Waste Reduction and Product Stewardship
Waste reduction. There are several strategies to reduce waste and thereby the environmental burden of BCUs.
- When possible, items that are reusable and can be effectively decontaminated between uses should be substituted for nonreusable or single-use items (eg, scrubs, batteries, gowns, respiratory protection equipment).19,20,21,22
- Generally, once materials enter a BCU, they are either disposed of as waste or decontaminated for reuse; the nature of BCU care does not leave much room for recycling. However, prior to being taken into a BCU, excess packaging can be removed and recycled or disposed of as standard municipal waste.23
- Depending on which disease or pathogen BCU-associated waste contains, BCU waste is classified as category A (infectious substances) or category B (regulated medical waste).23 Onsite BCU capabilities to transform category A waste into category B waste, either through incineration or autoclaving, allows suspected or confirmed highly infectious waste to be downgraded and processed with other medical waste. Reducing category A waste decreases the need for extensive, bulky, permit-approved packaging and reduces the energy and resources expended transporting it to a facility that accepts category A waste for ultimate disposal.23
Product stewardship. In recent years, product stewardship and sustainability have gained more traction among professionals (eg, sustainability officers, industrial hygienists, occupational health and safety specialists) responsible for product selection in their workplace.
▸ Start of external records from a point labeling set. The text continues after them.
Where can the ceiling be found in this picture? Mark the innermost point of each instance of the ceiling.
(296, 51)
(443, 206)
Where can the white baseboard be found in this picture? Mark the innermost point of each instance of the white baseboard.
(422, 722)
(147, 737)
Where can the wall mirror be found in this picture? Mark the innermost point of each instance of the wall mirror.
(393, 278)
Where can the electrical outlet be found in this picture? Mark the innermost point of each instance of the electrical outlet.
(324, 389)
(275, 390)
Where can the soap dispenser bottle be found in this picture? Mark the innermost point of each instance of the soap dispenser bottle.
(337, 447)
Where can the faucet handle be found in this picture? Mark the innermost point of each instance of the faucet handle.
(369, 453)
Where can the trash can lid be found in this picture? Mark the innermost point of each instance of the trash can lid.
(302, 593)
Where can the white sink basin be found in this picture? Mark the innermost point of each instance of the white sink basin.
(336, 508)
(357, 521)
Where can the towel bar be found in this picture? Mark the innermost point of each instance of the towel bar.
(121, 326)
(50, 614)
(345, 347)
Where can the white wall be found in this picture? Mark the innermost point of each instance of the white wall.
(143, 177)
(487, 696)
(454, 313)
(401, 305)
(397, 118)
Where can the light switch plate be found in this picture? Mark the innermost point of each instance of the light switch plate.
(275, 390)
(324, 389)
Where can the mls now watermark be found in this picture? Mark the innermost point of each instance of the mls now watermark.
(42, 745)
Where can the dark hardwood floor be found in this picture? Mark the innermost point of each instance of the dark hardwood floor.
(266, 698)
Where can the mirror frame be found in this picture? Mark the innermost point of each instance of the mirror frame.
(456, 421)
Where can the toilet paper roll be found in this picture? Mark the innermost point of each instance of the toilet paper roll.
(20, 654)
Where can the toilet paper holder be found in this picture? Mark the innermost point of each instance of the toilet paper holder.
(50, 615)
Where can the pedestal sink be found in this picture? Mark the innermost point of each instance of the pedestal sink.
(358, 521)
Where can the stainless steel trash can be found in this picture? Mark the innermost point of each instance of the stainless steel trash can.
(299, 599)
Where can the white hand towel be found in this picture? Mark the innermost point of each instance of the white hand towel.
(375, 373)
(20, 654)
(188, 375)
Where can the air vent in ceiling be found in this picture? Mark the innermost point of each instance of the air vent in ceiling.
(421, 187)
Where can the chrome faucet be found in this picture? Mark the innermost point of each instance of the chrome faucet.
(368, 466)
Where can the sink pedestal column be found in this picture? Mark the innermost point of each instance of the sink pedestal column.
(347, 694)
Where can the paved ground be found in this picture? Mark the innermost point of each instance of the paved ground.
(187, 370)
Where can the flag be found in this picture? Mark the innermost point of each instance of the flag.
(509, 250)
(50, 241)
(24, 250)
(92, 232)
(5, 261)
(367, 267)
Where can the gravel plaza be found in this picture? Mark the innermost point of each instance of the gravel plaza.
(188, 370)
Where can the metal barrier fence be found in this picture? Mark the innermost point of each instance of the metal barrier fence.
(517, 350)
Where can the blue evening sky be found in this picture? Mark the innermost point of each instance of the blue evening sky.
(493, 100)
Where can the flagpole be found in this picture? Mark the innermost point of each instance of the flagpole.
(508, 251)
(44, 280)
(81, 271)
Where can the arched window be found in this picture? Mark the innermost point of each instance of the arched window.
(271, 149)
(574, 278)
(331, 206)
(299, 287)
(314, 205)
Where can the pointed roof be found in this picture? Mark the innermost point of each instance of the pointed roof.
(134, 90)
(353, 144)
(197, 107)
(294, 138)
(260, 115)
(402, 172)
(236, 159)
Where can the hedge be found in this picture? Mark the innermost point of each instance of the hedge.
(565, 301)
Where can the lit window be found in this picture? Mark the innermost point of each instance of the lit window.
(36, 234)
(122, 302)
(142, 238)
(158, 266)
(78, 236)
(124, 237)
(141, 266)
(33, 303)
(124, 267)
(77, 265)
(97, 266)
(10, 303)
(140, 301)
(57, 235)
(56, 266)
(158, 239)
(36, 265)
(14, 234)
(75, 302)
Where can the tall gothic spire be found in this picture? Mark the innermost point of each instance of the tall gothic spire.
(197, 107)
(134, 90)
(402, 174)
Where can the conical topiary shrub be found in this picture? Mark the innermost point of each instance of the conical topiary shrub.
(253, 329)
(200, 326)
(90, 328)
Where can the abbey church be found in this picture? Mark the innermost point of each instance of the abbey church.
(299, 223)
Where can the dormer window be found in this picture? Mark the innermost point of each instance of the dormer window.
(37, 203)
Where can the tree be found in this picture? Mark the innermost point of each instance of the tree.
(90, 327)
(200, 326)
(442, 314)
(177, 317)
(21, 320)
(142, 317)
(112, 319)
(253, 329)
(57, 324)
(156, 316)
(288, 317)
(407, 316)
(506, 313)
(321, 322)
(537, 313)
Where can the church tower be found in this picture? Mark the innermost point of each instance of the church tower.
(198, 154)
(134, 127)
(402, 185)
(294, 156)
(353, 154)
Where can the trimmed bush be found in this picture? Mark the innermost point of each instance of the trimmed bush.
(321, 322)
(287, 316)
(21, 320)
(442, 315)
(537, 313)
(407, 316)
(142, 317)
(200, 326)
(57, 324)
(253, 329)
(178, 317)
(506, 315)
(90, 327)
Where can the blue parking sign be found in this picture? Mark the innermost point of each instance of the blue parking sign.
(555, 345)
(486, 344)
Product stewardship ensures that “those who design, manufacture, sell and use consumer products take responsibility for reducing negative impacts to the economy, environment, public health, and worker safety.”24 It entails creating and selecting a product with regard to not only its primary use but also its lifecycle impacts (eg, energy and material consumed in development and packaging, waste generation, toxic substances)—in what is known as an extended producer responsibility (EPR).24 This is a mandatory product stewardship policy that incentivizes manufacturers to integrate environmental considerations into the product lifecycle and transfers financial and management responsibility for products from the public sector to the manufacturer with government oversight.24 While EPR policies can be adopted at the state or federal level, in the United States they are far more common at the state level.25 In the aggregate, these strategies can further decrease environmental burden.
Conclusion
At the institutional level, sustainability and IPC are not mutually exclusive but require coordination and collaboration between the departments responsible for them to arrive at mutually beneficial solutions. Sustainability solutions implemented within a BCU must not increase the risk of infection to BCU staff, patients, and the community, and, as such, not all sustainability solutions at this time are appropriate for the BCU space. At the federal level, continued expansion of BCU capacity must also be followed by appropriate preparedness planning that includes research on innovative protections designed with safety and sustainability in mind and that models how PPE and other workplace administrative and engineering controls can simultaneously be effective and sustainable. Currently, BCU operations are necessarily resource intensive, but, in the long-term, it is critical to integrate environmentally responsible initiatives into containment care to minimize the impacts on the environment and to safeguard the health of future generations.